If mom services are up and running then there should be $PBS_HOME/mom_logs/YYYYMMDD or $PBS_MOM_HOME/mom_logs/YYYYMMDD
Mom is up per systemctl and our pbs.conf is shown beneath:
[node0047 ~]# systemctl status pbs
● pbs.service - LSB: The Portable Batch System (PBS) is a flexible workload
Loaded: loaded (/etc/rc.d/init.d/pbs; bad; vendor preset: disabled)
Active: active (running) since Wed 2018-08-15 09:33:44 CDT; 1 day 1h ago
Docs: man:systemd-sysv-generator(8)
Process: 72288 ExecStop=/etc/rc.d/init.d/pbs stop (code=exited, status=0/SUCCESS)
Process: 72335 ExecStart=/etc/rc.d/init.d/pbs start (code=exited, status=0/SUCCESS)

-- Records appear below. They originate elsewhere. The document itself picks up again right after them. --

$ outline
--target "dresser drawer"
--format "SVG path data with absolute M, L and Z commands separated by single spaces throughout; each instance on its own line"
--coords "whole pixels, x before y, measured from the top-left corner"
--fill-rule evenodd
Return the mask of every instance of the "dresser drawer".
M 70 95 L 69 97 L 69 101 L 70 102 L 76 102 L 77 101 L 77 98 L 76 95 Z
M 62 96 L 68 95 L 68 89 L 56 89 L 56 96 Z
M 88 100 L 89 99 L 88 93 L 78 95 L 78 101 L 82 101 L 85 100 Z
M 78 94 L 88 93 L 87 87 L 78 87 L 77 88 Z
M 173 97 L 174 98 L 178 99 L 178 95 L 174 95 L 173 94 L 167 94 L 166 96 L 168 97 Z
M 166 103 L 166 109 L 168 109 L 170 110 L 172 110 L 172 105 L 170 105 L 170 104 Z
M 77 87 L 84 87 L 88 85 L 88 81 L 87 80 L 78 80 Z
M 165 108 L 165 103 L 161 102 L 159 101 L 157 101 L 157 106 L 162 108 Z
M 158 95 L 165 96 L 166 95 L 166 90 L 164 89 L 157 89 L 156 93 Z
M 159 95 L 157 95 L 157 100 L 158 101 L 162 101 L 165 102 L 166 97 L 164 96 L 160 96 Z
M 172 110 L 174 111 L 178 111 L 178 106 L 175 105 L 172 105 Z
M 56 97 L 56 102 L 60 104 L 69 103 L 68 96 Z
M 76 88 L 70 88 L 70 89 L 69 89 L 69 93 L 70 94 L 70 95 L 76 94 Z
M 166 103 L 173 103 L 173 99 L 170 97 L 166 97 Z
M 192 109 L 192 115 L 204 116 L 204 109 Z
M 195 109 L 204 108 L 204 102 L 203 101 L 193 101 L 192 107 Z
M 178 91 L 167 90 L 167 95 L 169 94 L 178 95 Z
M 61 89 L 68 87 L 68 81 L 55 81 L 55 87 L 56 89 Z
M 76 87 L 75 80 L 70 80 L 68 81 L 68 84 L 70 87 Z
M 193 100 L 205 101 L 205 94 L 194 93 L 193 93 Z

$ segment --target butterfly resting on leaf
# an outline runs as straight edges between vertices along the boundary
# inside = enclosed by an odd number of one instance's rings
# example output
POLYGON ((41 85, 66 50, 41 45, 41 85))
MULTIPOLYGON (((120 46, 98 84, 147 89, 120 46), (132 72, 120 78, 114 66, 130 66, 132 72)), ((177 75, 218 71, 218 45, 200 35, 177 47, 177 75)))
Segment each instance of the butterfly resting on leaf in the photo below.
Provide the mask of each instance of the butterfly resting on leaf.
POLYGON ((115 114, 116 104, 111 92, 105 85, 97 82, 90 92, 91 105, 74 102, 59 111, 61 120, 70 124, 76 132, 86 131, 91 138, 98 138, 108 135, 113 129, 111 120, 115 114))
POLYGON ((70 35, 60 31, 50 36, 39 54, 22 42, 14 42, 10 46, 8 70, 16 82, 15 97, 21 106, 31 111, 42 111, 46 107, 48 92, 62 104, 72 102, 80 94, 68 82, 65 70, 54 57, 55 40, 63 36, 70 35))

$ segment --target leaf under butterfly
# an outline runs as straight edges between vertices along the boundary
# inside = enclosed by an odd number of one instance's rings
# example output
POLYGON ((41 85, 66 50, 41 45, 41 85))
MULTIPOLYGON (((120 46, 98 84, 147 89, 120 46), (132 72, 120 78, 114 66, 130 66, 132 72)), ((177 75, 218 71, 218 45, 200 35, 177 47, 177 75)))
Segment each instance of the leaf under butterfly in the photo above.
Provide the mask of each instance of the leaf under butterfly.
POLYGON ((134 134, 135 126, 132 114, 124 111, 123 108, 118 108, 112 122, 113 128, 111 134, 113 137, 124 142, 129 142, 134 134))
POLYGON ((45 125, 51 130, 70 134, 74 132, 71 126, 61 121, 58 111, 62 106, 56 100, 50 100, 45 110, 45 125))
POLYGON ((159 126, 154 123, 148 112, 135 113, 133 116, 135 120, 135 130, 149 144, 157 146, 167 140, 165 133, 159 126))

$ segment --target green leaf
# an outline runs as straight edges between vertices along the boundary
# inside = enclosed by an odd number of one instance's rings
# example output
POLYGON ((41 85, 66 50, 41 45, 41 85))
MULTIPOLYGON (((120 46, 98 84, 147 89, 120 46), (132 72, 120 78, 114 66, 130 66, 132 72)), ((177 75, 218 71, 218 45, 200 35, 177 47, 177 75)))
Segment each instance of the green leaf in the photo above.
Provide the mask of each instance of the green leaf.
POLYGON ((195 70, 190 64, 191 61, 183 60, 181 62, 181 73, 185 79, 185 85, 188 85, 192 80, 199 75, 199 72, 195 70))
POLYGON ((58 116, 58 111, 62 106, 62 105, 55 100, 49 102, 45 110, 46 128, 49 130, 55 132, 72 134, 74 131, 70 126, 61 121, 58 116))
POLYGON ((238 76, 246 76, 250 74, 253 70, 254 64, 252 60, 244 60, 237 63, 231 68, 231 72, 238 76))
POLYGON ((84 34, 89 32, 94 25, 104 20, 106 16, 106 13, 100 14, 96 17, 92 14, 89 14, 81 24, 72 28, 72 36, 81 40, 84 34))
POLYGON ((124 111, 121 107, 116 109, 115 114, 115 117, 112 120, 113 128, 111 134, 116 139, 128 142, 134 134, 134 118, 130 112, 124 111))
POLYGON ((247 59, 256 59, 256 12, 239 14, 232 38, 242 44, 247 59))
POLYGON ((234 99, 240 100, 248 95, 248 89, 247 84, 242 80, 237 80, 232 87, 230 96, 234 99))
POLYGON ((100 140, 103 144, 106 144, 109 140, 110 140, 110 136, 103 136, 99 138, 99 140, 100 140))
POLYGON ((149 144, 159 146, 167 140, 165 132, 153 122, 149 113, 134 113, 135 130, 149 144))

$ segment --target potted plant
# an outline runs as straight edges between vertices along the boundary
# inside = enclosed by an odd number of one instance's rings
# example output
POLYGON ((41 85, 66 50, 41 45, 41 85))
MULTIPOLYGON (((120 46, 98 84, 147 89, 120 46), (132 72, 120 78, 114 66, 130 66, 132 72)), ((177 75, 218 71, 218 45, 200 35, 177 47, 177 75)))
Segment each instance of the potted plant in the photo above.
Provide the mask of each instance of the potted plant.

CGroup: /system.slice/pbs.service
└─72405 /cm/shared/apps/pbspro-ce/current/sbin/pbs_mom
Aug 15 09:33:44 node0047 systemd[1]: Starting LSB: The Portable Batch System (PBS) is a flexible workload…
Aug 15 09:33:44 node0047 pbs[72335]: Starting PBS
Aug 15 09:33:44 node0047 pbs[72335]: PBS mom
Aug 15 09:33:44 node0047 systemd[1]: Started LSB: The Portable Batch System (PBS) is a flexible workload.
[node0047 ~]# cat /etc/pbs.conf
PBS_EXEC=/cm/shared/apps/pbspro-ce/current
PBS_HOME=/cm/local/apps/pbspro-ce/var/spool
PBS_START_SERVER=0
PBS_START_SCHED=0
PBS_MOM_HOME=/cm/local/apps/pbspro-ce/var/spool
PBS_START_MOM=1
PBS_START_COMM=0
PBS_SERVER=bright01-thx
PBS_SCP=/usr/bin/scp
PBS_RSHCOMMAND=/usr/bin/ssh
PBS_CORE_LIMIT=unlimited
adarsh
August 16, 2018, 4:43pm
7
Thank you , Could you please search 20180816 file on the mom node ?
find / -name “20180816” -print
Still nothing…
[node0047 ~]# find / -name “20180816” -print
[node0047 ~]#
I’m doing some other digging as well, but let me know if you have other thoughts.